While the worst of the Zika outbreak is hopefully behind us, its rapid spread is an important reminder of the dangers of emerging infectious diseases, and the importance of developing broad-spectrum antiviral agents to combat them. One strategy that’s already in use is to activate the host’s innate immune response via systemic administration of interferons that target the type I interferon system. However, this treatment can come with severe side effects, is very expensive, and, given the short half-life of interferons in the body, requires repeated dosing, limiting the scope of this approach.
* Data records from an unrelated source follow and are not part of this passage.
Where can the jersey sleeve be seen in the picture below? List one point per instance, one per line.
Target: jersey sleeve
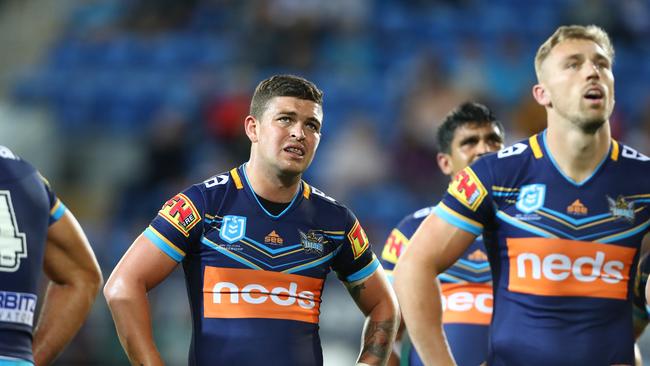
(399, 238)
(57, 208)
(354, 261)
(178, 223)
(468, 204)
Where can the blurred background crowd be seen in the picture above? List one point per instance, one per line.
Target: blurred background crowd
(123, 103)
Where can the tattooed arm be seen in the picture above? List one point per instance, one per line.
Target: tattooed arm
(376, 299)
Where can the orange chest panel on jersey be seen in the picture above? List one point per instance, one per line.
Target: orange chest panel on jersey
(560, 267)
(467, 303)
(247, 293)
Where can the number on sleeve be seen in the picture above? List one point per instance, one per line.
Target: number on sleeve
(12, 242)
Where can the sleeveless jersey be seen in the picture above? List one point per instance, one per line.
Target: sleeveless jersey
(563, 253)
(466, 294)
(27, 208)
(254, 279)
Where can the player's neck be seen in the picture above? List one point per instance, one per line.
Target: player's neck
(577, 153)
(269, 185)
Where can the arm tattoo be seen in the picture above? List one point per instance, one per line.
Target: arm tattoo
(377, 339)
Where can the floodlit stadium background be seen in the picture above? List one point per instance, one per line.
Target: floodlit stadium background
(123, 103)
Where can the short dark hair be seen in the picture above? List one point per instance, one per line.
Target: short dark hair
(466, 113)
(283, 86)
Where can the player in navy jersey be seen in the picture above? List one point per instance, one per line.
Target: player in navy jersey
(562, 214)
(38, 233)
(256, 244)
(467, 133)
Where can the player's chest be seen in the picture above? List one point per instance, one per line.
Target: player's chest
(292, 244)
(606, 210)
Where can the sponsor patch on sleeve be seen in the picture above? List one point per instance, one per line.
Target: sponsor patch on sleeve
(181, 213)
(358, 239)
(467, 188)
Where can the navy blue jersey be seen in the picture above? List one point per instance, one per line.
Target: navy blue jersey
(27, 208)
(255, 279)
(563, 253)
(466, 294)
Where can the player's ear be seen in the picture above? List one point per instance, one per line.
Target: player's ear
(250, 126)
(541, 95)
(444, 163)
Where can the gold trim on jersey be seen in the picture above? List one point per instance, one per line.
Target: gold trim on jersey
(236, 178)
(163, 238)
(534, 145)
(615, 150)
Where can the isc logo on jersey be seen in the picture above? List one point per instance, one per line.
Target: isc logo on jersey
(560, 267)
(245, 293)
(466, 303)
(467, 189)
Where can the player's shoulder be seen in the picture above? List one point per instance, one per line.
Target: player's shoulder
(321, 199)
(411, 221)
(628, 155)
(12, 167)
(417, 216)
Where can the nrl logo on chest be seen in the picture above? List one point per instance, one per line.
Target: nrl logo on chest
(620, 208)
(313, 242)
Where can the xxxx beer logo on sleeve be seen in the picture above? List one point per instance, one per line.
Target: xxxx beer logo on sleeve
(560, 267)
(358, 239)
(467, 188)
(181, 213)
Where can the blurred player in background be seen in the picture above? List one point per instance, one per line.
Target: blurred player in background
(256, 244)
(641, 313)
(38, 233)
(563, 216)
(467, 133)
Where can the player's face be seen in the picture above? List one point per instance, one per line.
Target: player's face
(471, 141)
(289, 133)
(577, 77)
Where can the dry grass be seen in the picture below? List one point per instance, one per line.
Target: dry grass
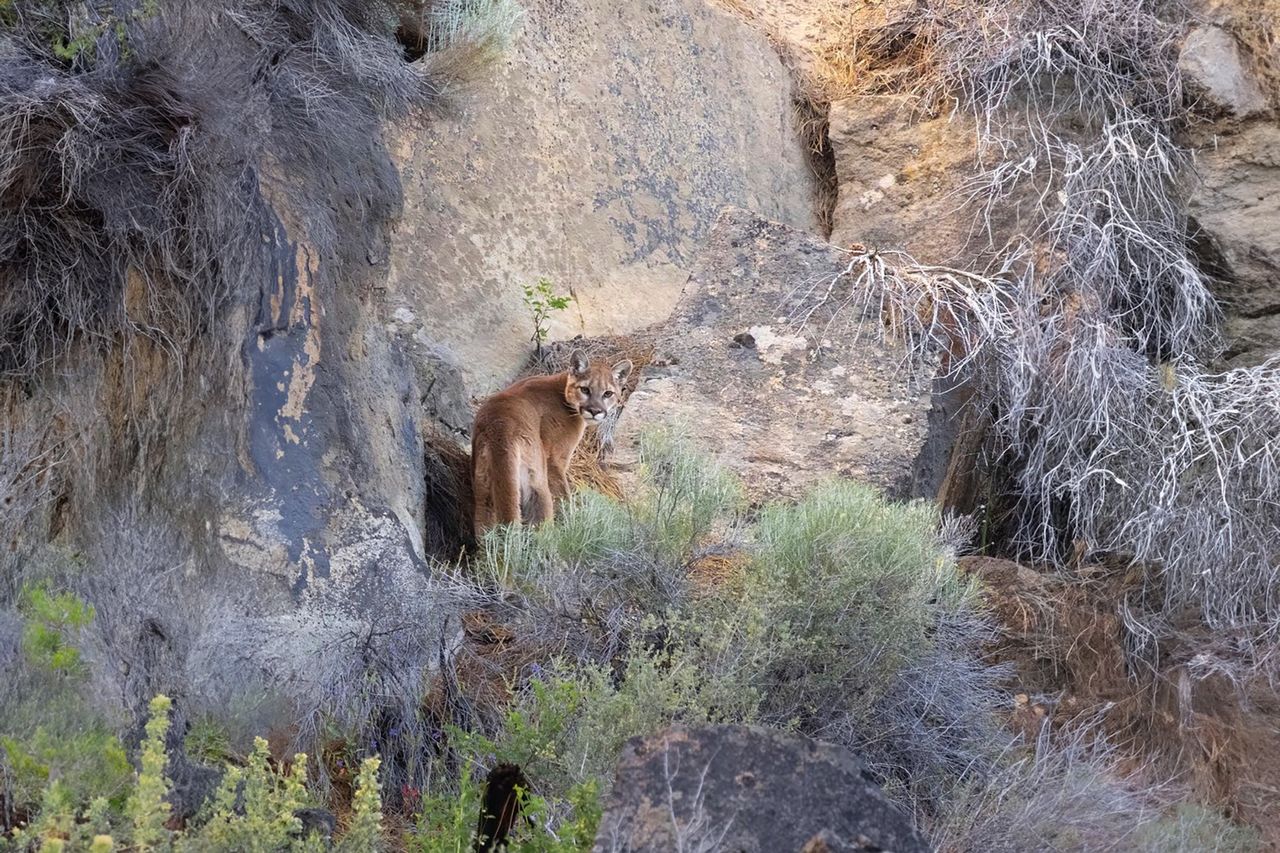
(1203, 714)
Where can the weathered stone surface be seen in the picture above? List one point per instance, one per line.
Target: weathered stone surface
(746, 789)
(1237, 205)
(901, 185)
(599, 158)
(1215, 71)
(785, 404)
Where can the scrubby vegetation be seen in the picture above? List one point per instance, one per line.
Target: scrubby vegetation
(150, 146)
(842, 616)
(1093, 340)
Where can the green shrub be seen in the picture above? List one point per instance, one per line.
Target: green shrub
(542, 301)
(842, 592)
(51, 617)
(85, 763)
(147, 808)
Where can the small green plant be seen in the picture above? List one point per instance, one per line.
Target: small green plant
(543, 301)
(208, 740)
(51, 617)
(147, 808)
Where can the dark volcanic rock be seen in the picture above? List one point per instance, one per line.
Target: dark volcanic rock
(748, 789)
In a paper from early 2017, Pryke, et al,1 expand on earlier promising studies that rely on small molecule compounds to activate the interferon pathway instead of interferons themselves. They developed a high-throughput screen to find activating compounds, and show that one compound identified by their assay could prevent Zika virus, Chikungunya virus, and Dengue virus from replicating in human cells, setting the stage for the development of potentially broad-spectrum antiviral agents.

“…the current study represents the first application of this approach to ZIKV [Zika virus]. Moreover, while molecules described thus far as efficacious are agonists of the IPS-1/MAVS or STING pathways, our study describes a novel synthetic compound that induces TRIF-dependent responses…TRIF-dependent activation of the IFN response could be a more potent antiviral strategy, since this pathway may be less vulnerable or even invulnerable to disruption by these viruses.”1

The Challenges: Finding safe and effective broad-spectrum antivirals to combat emerging infectious diseases. While direct application of interferon can be effective, it is costly and comes with potentially fatal side effects.

The Current State: Previous work has shown that using small molecule compounds to activate the interferon pathway could be an effective antiviral strategy. The advantages of small molecules could include less-expensive production and better “druggability,” i.e. longer in vivo half-life, fewer side effects, higher specificity.

The Advances: In their paper, “A Novel Agonist of the TRIF Pathway Induces a Cellular State Refractory to Replication of Zika, Chikungunya, and Dengue Viruses,” Pryke, et al,1 build a cell line that can quantitatively report on activation of the interferon pathway. Using this cell line, they identify and characterize a promising small molecule that targets a cellular pathway not previously known to elicit an antiviral cellular state.

Cell line built using pGreenFire is used to identify novel potential antiviral compound

Figure 1 from Pryke, et al,1 shows how a cell line built using a pGreenFire lentivector (the IRF3/IFN-responsive pGreenFire1-ISRE Lentivector) is used to identify a novel potential antiviral compound. “Activation of type I interferon-associated transcription after exposure to AV-C. (A) Chemical structure of 1-(2-fluorophenyl)-2-(5-isopropyl-1,3,4-thiadiazol-2-yl)-1,2-dihydrochromeno[2,3-c]pyrrole-3,9-dione (AV-C). (B) Reporter assay results, showing induction of ISRE-dependent LUC expression in THF-ISRE cells at 8 h posttreatment at the indicated concentrations. Values displayed are average fold changes ± standard deviations, based on three replicates in comparison to results in DMSO-treated cells. Unpaired-sample Student’s t test comparisons were made between AV-C- and DMSO-treated cells. **, P ≤ 0.01; ***, P ≤ 0.001.”1

SBI Product Used: Pryke, et al,1 used the pGreenFire1-ISRE Lentivector to build a cell line that could be used to screen small molecule compounds for activation of the interferon pathway.

References

  1. Pryke, et al. Manipulation of nuclear architecture through CRISPR-mediated chromosomal looping. mBio. 2017 May-Jun; 8(3): e00452-17. PMCID: PMC5414005.